Obligations of the data fiduciary
The data fiduciary will be “accountable for complying with the measures which give effect to the privacy principles” while processing any personal data, even though the “true ownership and control” remains with the data principals. Among other things, the data fiduciary has to disclose which categories of personal data it is processing, the purposes, the grievance redressal process, and so on — a requirement also in the Personal Data Protection Bill, 2019.
The policy also separately places obligations on Health Information Users, which are data fiduciaries under the policy as well. HIUs have to follow principles of consent, data minimisation, and data retention. They also have to “take all reasonable steps” to ensure that a data principal can exercise their rights under the policy.
Data Protection Impact Assessment
The data fiduciary has to carry out an impact assessment before it undertakes any processing involving new technologies or any processing which can cause significant harm to users. The assessment needs to include measures for minimising or removing risks of possible harms.

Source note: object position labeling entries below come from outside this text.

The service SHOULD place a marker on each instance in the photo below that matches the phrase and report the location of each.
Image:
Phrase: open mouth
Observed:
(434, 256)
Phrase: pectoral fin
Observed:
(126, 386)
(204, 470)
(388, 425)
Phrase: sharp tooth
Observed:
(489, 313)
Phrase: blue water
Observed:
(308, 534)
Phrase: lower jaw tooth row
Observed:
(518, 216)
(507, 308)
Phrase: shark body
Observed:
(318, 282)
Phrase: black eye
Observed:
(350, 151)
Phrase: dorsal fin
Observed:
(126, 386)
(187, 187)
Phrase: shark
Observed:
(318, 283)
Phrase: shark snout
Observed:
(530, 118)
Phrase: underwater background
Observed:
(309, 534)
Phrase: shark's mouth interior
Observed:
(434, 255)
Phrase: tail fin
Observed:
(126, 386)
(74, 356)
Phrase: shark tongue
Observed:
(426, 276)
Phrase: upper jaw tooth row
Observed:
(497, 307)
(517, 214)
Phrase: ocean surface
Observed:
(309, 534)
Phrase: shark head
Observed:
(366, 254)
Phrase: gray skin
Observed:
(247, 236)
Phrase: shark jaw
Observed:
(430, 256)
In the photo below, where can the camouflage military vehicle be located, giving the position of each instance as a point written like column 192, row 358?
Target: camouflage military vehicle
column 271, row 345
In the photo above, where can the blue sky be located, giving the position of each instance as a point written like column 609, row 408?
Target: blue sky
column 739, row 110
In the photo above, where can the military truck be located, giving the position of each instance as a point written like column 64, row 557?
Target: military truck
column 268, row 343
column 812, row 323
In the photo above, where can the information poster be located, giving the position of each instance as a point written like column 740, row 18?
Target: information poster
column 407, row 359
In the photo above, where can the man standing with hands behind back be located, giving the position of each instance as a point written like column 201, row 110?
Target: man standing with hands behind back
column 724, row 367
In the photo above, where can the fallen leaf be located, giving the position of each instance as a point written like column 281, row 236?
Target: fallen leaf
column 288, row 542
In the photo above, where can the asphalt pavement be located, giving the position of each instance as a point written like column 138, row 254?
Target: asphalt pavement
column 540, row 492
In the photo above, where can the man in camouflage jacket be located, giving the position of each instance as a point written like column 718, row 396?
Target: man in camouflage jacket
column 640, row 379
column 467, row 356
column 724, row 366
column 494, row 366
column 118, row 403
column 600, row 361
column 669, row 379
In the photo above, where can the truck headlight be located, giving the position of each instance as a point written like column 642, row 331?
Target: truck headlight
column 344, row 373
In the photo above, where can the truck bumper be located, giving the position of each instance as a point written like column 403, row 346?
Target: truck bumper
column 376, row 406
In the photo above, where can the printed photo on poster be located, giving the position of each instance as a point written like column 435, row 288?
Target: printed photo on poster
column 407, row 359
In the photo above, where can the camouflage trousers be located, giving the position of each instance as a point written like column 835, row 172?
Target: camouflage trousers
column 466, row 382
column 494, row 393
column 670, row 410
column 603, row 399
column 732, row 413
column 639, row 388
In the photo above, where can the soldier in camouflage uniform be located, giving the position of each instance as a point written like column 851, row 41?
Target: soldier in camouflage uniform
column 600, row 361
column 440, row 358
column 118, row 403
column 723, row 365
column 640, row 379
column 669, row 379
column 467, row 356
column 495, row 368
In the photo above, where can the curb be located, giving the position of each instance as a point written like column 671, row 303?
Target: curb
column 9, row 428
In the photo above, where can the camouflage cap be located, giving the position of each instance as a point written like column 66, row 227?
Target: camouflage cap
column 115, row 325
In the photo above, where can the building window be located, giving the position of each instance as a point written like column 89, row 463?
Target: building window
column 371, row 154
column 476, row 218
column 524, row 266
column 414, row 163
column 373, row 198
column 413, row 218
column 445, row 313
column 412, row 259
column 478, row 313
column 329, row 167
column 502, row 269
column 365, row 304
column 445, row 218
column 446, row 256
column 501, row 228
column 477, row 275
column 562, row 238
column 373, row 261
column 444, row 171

Non-Personal Data: Sharing of de-identified or anonymised data by fiduciaries
Data fiduciaries may make anonymised or de-identified data in an aggregated form available for facilitating clinical and academic research, for policy formulation, archiving, statistical analysis, “development and promotion” of diagnostic solutions, and other purposes that the NHA may specify.
The user can approach the data protection officer or grievance redressal officer (they can be the same person) of the daat fiduciary. If unsatisfied, they can approach the Data Protection Officer of the NDHM. The next step of appeal is the Health Ministry of via litigation.